Peace-hungry Nicaraguan families struggle for togetherness in a country of blurred loyalties

LIKE many other women in this town on war's frontier, Andrea Alonso has spent most of the last five years waiting. Waiting for Nicaragua's civil war to end. Waiting for this divided community to reunite. And waiting for her husband and three children - all contra fighters - to come home. The fighting has not ended. In fact, when President Daniel Ortega suspended a 19-month-old cease-fire last Wednesday and ordered a new military offensive, Rio Blanco became the focus of conflict once again. Soon thereafter, Mr. Ortega was scheduled to visit this restricted war zone to look into a recent contra attack. But despite the troubling return to war, Mrs. Alonso's patience has already found its reward: Her family has renounced the war and come home.

Last year, soon after the United States cut off military aid to the contras and the cease-fire was signed, her youngest son showed up at the door. Tired of fighting, Ebelio had turned himself in to the Sandinistas, put down his rifle, and signed an amnesty agreement.

A few days later, he went back to the mountains to assure his father and two brothers that the Sandinistas would interrogate them but not harm them. (The human-rights group, Americas Watch, found that from 1987 through early 1989 the Sandinistas were responsible for 74 murders and 14 disappearances - mostly of contra sympathizers and many near Rio Blanco.)

So the Alonso family decided to give up the fight and come home.

Today, Andrea Alonso is surrounded by her family. Inside their bamboo hut, she listens to her oldest son, Leonardo, describe the return to civilian life. His young daughter, Mariyuri, prances across the dirt floor from her grandmother's dress to her father's hands, weaving together the generations. Now associated with neither the Sandinistas nor the contras, the family is insulated, to some extent, from the threat of an intensified war.

Not all families have been so fortunate in this town of 9,000, set providentially against a range of misty green mountains.

Vicente Juarez, a rancher and opposition leader, has seen three of his children go to fight for the contras. His oldest son died in combat in 1985. Another son and daughter remain in the contra organization, holed up with more than 10,000 contras along the Honduran border.

Mr. Juarez's youngest son, an 18-year-old, left school in Rio Blanco several years ago so he wouldn't be drafted by the Sandinista Army. Unlike his siblings, who ran into the arms of the contras, this son now lives on a farm outside of town, trying to avoid fighting for either side.

``In Nicaragua, it's a crime to be young,'' says Vicente Juarez.

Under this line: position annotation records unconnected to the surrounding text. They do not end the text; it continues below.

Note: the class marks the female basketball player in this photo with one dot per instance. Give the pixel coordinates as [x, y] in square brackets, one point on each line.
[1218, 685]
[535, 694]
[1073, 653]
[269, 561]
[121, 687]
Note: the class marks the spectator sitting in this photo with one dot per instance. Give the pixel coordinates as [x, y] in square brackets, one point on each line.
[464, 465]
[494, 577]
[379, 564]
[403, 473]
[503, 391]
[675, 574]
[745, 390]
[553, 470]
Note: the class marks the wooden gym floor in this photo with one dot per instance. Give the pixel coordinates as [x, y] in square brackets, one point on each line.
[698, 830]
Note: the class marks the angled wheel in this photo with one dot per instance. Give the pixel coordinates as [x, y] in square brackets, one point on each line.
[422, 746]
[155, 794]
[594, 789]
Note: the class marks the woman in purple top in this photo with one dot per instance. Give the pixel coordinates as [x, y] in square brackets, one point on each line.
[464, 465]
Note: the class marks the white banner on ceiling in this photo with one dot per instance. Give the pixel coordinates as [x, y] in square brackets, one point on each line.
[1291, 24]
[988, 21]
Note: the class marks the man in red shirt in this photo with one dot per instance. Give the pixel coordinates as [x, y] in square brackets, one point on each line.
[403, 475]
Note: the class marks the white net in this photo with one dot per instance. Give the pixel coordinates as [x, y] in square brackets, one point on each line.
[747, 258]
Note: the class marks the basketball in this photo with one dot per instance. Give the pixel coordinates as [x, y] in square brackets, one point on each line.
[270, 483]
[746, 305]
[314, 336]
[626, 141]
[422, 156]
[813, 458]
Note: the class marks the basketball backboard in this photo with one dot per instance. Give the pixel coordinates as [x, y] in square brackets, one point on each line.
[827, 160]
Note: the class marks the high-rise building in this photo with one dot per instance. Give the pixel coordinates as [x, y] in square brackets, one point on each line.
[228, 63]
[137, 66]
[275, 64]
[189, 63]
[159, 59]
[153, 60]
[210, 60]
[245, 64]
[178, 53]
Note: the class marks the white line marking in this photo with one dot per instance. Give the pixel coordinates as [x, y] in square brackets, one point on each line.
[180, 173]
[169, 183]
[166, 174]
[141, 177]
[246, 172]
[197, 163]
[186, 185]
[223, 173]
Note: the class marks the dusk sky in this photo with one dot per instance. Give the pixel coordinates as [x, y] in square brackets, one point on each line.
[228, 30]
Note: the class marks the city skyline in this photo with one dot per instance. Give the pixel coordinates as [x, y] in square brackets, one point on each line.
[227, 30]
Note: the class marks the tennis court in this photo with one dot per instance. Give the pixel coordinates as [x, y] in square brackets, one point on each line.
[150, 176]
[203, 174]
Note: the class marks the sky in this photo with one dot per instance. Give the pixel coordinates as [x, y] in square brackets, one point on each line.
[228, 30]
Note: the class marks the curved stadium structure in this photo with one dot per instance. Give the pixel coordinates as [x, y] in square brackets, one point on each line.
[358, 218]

Even though the Sandinista draft has been suspended during the past two months in deference to the February presidential elections, teenage boys still face a stark decision. To avoid two years of obligatory Sandinista military service, in which recruits have often been sent to the front lines, a boy may only have one place to hide safely: with the contras.

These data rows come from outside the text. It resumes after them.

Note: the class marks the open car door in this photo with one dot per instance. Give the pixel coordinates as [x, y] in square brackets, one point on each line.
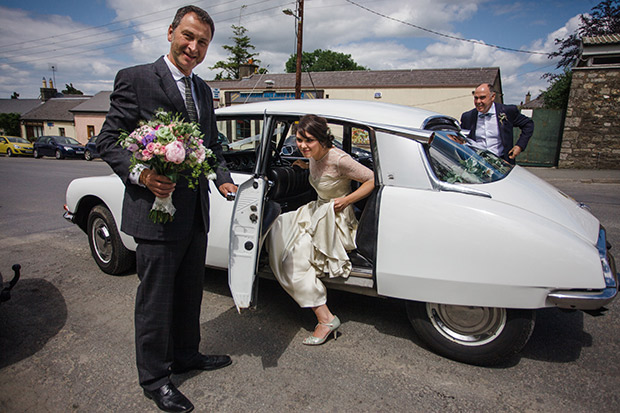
[248, 229]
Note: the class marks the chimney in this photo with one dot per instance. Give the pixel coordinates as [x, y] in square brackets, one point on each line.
[247, 69]
[48, 92]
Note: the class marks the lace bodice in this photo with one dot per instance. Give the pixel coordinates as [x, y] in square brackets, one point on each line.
[338, 164]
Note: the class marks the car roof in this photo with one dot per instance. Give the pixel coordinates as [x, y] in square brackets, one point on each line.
[353, 110]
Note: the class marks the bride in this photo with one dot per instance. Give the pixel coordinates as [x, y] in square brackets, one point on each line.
[313, 241]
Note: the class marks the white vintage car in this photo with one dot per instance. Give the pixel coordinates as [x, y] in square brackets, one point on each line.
[472, 244]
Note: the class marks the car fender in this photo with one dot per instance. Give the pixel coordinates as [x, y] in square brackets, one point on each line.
[493, 254]
[109, 190]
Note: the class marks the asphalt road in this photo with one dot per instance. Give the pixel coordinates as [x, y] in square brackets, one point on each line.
[66, 336]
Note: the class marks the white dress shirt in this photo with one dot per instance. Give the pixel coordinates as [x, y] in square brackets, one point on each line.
[177, 75]
[487, 133]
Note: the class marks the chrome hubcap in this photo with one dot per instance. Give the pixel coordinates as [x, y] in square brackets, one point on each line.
[469, 326]
[102, 240]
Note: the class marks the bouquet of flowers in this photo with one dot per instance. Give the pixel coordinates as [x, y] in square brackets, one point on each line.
[169, 146]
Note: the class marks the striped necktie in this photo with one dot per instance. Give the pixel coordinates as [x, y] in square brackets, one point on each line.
[189, 100]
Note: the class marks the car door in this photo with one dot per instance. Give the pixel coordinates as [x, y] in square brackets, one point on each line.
[248, 229]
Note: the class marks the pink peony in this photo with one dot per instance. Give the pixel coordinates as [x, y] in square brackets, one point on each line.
[146, 155]
[200, 154]
[175, 152]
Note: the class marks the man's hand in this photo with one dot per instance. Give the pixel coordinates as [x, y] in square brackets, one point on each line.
[227, 188]
[160, 185]
[514, 152]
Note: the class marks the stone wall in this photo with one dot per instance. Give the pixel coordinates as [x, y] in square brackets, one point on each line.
[591, 136]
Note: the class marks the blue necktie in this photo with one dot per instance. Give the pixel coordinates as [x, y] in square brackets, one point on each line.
[189, 100]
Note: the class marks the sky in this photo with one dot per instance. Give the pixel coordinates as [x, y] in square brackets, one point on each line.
[85, 42]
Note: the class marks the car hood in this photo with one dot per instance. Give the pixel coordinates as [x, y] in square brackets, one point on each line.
[525, 190]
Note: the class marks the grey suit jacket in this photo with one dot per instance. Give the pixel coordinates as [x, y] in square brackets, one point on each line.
[514, 118]
[138, 92]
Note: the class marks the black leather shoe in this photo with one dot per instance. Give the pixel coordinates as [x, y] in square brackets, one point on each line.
[202, 362]
[169, 399]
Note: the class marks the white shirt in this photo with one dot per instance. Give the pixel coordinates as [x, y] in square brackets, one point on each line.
[487, 133]
[177, 75]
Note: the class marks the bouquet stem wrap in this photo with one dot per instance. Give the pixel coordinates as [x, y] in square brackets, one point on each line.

``It's a war between brothers,'' says Juarez. ``We want it to end so the country can come together as one family.''

Rio Blanco is strategically located between 4,500-foot M'usun Hill and the rolling agricultural lands to the east. For years, the contras have used the sparsely populated corridor to head north to the camps in Honduras or south to their former strongholds in Chontales.

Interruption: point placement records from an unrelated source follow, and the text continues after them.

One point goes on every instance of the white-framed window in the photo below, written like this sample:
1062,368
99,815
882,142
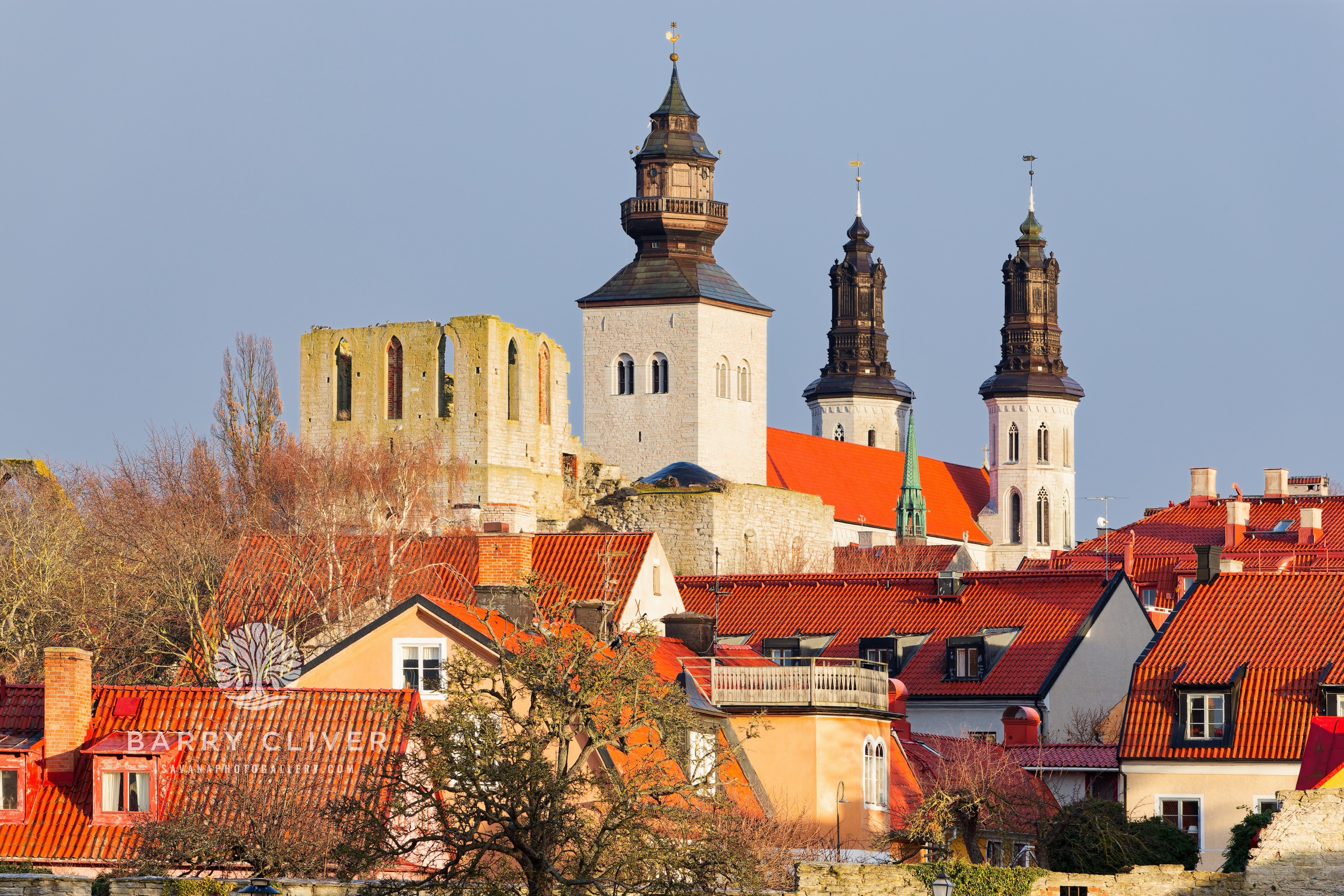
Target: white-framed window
874,773
1266,804
1186,812
418,663
1205,715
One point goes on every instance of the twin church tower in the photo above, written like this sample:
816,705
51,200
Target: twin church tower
675,355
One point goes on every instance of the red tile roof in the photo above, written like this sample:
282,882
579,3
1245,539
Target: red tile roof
1050,607
1065,755
863,481
60,828
1283,628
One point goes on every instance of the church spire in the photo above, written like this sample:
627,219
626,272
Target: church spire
912,511
1031,359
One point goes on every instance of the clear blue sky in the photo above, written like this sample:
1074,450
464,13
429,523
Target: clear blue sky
171,174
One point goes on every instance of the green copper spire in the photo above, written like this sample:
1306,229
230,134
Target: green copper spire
912,509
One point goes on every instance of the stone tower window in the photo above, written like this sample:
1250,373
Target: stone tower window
445,378
659,374
625,375
1042,517
543,385
394,379
513,381
343,381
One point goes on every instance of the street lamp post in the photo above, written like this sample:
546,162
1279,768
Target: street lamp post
839,800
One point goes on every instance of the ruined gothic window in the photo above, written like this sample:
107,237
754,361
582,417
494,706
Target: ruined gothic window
445,378
1042,517
659,374
513,381
394,379
343,381
625,375
543,385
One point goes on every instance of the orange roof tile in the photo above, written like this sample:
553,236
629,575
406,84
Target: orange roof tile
863,481
60,828
1281,629
1050,607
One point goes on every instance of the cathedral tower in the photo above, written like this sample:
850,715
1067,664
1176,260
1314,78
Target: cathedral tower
674,349
858,398
1031,402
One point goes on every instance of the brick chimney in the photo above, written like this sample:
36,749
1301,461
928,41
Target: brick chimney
1203,485
68,700
1022,726
1310,526
503,563
1238,516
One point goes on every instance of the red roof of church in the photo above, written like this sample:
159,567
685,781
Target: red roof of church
1266,638
865,482
60,818
1050,609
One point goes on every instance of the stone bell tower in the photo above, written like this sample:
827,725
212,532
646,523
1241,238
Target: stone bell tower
674,349
858,398
1031,402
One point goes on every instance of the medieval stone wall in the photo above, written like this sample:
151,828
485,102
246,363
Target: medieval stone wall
1303,849
756,528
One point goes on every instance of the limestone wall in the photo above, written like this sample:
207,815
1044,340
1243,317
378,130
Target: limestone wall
756,528
1303,849
897,880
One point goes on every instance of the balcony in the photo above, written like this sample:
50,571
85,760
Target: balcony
807,681
674,205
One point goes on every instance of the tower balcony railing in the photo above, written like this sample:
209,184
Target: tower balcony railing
674,205
800,681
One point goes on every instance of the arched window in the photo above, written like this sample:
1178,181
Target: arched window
874,773
543,385
343,381
659,374
394,379
1042,517
625,375
445,377
513,381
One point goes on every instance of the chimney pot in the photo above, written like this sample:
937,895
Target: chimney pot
68,710
1207,563
695,630
1203,485
1276,482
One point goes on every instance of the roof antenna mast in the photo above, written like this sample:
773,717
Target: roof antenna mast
858,198
1031,183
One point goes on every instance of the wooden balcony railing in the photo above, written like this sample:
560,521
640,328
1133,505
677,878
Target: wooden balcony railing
675,205
807,681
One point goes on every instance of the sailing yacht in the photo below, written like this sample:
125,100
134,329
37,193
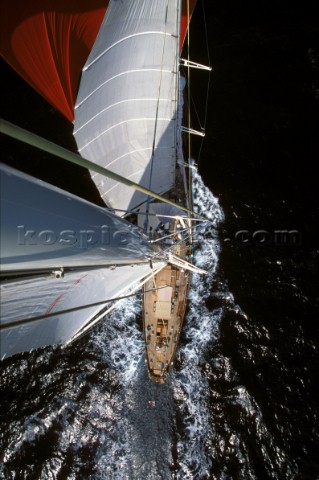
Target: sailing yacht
65,262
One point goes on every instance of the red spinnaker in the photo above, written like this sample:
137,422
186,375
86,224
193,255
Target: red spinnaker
48,41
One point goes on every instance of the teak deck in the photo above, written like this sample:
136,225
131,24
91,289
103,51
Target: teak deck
165,299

Even during the cease-fire, the Sandinistas were wary of contra attacks. On one recent evening, Claudio Paramo, a lieutenant in charge of a state security outpost here, gathered with two special-battalion commanders. They worried about a contra attack earlier that night on a government ambulance. Today, apparently, the Sandinista fighters have much more to worry about.

Small groups of contras still in Nicaragua are carrying out more frequent ambushes, some with heavy casualties. Ortega blamed those occasional attacks for his suspension of the cease-fire.

Last year, a group of contras killed Hilda Manzanares' husband, the leader of a local Sandinista cooperative. Two of the contras responsible have since taken amnesty and are now living in Rio Blanco.

Mrs. Manzanares' sons want to avenge their father's death, but she is neither bitter nor vengeful: ``We have to forgive everybody if we are ever to end the war.''

It is such signs of forgiveness - and the collective longing for peace they reveal - that threaten to be buried as the Nicaraguan government and the US-backed contras escalate their war of words and weapons again.